Because you cannot dismantle the foundation of modern society on a tight, artificial timeline without triggering intense economic and social friction. Reality doesn't care about targets; it operates on supply chains, engineering limits, and the laws of physics.

I wish it was all going to be easy and good fun along the way too but it's going to be a fucken hard slog....

And anyone pretending otherwise is selling something.

We are really living through a massive generational pivot point. For over a century, electricity was something most people never had to think about. You flicked a switch, a coal plant hundreds of kilometers away hummed along, and the lights came on. It was cheap, it was reliable, and it was invisible.

But now, here we are and we're asking society to rebuild the entire foundation of modern life in mid-air, while everything is still running. We are doing it in an environment of hyper-polarised politics, global supply chain chaos, and intense cost-of-living pressures.

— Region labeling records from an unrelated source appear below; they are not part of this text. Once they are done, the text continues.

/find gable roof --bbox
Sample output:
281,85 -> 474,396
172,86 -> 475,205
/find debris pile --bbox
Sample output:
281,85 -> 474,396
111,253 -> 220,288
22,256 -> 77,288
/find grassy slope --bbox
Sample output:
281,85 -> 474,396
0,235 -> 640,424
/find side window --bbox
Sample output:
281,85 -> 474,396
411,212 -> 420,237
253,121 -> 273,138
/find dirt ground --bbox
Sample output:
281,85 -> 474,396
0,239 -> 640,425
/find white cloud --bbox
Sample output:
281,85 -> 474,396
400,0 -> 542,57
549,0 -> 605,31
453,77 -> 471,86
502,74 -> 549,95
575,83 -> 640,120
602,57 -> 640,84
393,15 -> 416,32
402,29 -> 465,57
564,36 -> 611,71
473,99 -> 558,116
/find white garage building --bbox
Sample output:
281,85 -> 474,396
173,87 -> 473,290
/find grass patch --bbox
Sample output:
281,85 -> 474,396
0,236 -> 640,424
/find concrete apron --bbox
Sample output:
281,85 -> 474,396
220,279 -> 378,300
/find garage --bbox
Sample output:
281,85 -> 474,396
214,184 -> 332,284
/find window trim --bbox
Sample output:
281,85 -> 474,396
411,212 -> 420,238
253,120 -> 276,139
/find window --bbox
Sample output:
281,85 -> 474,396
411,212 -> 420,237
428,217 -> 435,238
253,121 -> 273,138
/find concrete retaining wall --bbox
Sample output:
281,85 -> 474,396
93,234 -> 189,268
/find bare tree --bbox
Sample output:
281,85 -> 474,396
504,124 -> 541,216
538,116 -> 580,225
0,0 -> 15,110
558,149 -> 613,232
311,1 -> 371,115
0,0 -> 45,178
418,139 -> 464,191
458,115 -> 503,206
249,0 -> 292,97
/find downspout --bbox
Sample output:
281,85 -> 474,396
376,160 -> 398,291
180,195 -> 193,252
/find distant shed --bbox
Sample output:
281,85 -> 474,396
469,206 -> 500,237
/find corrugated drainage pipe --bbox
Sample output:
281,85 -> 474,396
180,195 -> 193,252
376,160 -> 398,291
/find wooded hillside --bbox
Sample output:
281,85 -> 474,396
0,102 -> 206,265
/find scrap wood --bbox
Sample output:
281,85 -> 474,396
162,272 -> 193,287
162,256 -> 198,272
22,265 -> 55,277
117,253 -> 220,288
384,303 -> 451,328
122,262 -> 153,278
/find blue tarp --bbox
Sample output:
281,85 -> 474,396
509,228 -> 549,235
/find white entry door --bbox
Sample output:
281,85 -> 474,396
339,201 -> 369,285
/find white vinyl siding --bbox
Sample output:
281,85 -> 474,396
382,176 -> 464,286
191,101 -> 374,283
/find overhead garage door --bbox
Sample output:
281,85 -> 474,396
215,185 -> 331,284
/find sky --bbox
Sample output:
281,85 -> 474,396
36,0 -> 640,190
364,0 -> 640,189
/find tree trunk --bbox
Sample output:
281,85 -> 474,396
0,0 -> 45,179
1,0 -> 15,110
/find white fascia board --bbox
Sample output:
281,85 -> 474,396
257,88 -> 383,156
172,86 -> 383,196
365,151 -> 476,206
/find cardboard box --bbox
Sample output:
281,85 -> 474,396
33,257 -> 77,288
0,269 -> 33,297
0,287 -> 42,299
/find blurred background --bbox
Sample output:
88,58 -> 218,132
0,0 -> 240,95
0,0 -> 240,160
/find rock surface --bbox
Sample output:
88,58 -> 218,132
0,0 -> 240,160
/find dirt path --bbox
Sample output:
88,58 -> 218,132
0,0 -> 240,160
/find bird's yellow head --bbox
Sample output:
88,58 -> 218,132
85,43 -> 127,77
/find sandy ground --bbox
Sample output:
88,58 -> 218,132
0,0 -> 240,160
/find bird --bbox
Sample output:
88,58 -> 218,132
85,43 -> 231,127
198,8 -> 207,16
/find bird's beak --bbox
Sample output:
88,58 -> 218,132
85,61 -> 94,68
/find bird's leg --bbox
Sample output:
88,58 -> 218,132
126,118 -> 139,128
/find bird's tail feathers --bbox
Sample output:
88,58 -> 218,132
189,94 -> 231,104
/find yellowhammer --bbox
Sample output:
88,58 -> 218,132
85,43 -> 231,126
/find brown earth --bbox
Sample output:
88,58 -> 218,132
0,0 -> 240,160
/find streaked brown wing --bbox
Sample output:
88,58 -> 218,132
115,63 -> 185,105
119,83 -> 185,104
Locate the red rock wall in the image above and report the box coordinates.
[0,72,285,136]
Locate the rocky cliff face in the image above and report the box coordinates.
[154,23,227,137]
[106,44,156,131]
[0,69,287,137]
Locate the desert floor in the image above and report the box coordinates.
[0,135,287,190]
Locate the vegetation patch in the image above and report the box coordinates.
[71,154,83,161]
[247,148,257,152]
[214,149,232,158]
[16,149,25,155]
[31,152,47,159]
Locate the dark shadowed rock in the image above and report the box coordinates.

Every step forward whether it’s a new wind farm, a massive grid battery, or a proposed nuclear reactor is great but I get the feeling it's going to be fought over inch by inch......
yep you got that covered broadly........
I believe in cleaning up the air and everything else for we have been ruining the planet and for many many moons not realising.
TBH the ocean isn't spoken of enough any more compared to the early days of the Greens when they first came to be if I recall right.
This is just as important for I detest the the massive large commercial side of netting today let alone the amount of crap we have pumped into the ocean/rivers.
Huge changes but as you say its not as easy like in a Factory actioning a running change.
 
yep you got that covered broadly........

And I stress Im not a climate change denier. I'd love to see it all work out without shit hitting the solar powered fan but....

I mean we all want a cleaner planet, cheaper bills, and reliable power.and it’s a beautiful vision.

The tragedy is that the laws of physics, human nature, and economics do not bend for good intentions.